Most shrines have similar features. The gates mark not only the entrance to the shrine, but also the presence of a kami. Next to the gate one can find a water basin, temizuya, for visitors to purify their hands, mouth, and foreheads, since it is believed that it is our deeds, speech, and thoughts that pollute us and make us lose the sense of who we truly are. After cleaning themselves, visitors clean the ladle itself and return it to the water basin. Also in the vicinity of the gate are empty sake kegs gifted to the shrine by donors. At the spiritual center of the shrine are the honden, the main hall, and the haiden, the ceremonial hall. The latter is the location of rituals performed during annual and life-cycle events, while the former enshrines the main kami. Any one shrine may house more than one kami, but the honden is dedicated either to a local kami or to Inari, one of the kami found more commonly in Shinto shrines.
 
The statues found in shrines mostly represent guardian spirits like foxes and forest spirits like the Tengu, but less frequently, if at all, they depict the main kami itself. Rather the kami is represented by a mirror, a jewel, or a sword—thus, the divine is concealed. In the vicinity of the honden, practitioners leave
votive tablets on which they write their petitions and concerns. Good and evil fortunes (omikuji) written on paper are tied up on a wire left for this purpose or on branches. The hope is that the good fortune may come true and that bad fortune will be averted by the local kami. Finally, many shrines bless and sell omamori, amulets, for various purposes such as good health and success.
 
In addition, many Japanese go to shrines at the beginning of January to celebrate New Year, oshogatsu, on the second Monday of January to celebrate “adults day” (seijin no hi), and on 15 November to celebrate shichi-go-san, literally “seven-five-three,” to present children aged three, five, or seven to the local shrine. Lesser known outside of Japan is yakuyoke, literally, “a ritual to ward off evil,” by means of which people of a certain age (unlucky years are called yakudoshi) determined by an astrological calendar go to the shrine to ward off evil fortune.
 
It seems that people in Japan follow some or all of these practices without enquiring into their deeper meaning or underlying metaphysical systems. Once we ask about the purpose of these practices and the belief system of Shinto, we enter the world of what Kasulis calls “essentialist” spirituality.
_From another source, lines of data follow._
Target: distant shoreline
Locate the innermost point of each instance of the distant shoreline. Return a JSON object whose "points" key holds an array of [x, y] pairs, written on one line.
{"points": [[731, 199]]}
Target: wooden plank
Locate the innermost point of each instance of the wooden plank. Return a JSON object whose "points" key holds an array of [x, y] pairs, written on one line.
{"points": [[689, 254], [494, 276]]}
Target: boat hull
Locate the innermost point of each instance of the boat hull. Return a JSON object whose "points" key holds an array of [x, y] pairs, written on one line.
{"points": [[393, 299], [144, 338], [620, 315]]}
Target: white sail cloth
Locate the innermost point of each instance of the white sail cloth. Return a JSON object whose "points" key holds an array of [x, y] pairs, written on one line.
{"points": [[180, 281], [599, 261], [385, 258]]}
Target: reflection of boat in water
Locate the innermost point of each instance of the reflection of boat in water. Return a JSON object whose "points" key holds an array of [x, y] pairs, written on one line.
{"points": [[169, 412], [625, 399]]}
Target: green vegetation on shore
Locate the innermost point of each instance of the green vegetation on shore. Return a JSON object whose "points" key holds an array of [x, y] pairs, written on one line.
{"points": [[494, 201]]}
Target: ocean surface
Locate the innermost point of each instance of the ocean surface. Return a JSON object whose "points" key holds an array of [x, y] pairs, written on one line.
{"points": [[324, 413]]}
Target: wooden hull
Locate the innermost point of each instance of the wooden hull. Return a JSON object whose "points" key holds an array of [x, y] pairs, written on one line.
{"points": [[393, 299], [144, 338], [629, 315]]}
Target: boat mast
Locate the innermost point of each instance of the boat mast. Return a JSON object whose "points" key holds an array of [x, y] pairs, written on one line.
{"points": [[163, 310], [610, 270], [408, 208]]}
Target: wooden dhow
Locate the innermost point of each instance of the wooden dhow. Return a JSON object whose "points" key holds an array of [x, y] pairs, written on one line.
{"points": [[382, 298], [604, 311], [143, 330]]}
In this approach, the search for a Shinto identity and a Shinto orthodoxy is more important than the lived practice. These questions lead the scholar to the Shinto myths as transmitted in the chronicles Kojiki and Nihon shoki (both 8th century), which describe the creation of Japan by Izanagi and Izanami, emphasize the importance of their daughter Amaterasu (the sun kami, who is enshrined at Ise), and maintain the continuity between kami and humans and especially between Amaterasu and the imperial house of Japan. These reflections can lead to a systematic Shinto theology à la Moto’ori Norinaga’s (1730–1801) kokugaku or, in the extreme case, to the nationalist ideology of the Meiji period (1868–1912) known as “State Shinto.”
 
For myself and for many Shinto practitioners, however, the Shinto shrines serve as a reminder of the spiritual dimension of nature and humanity. It is this spiritual dimension that is embodied by the kami and that is inseparable from our bodies and the environment we live in. In this sense, many Shinto shrines, rituals, and practices remind us that there is more to life than the material dimension, and that it needs a conscious reorientation and self-cultivation to regain this dimension and our common humanity.
 
References
 

Kasulis, Thomas P. 2004. Shinto: The Way Home. Honolulu: University of Hawaii Press.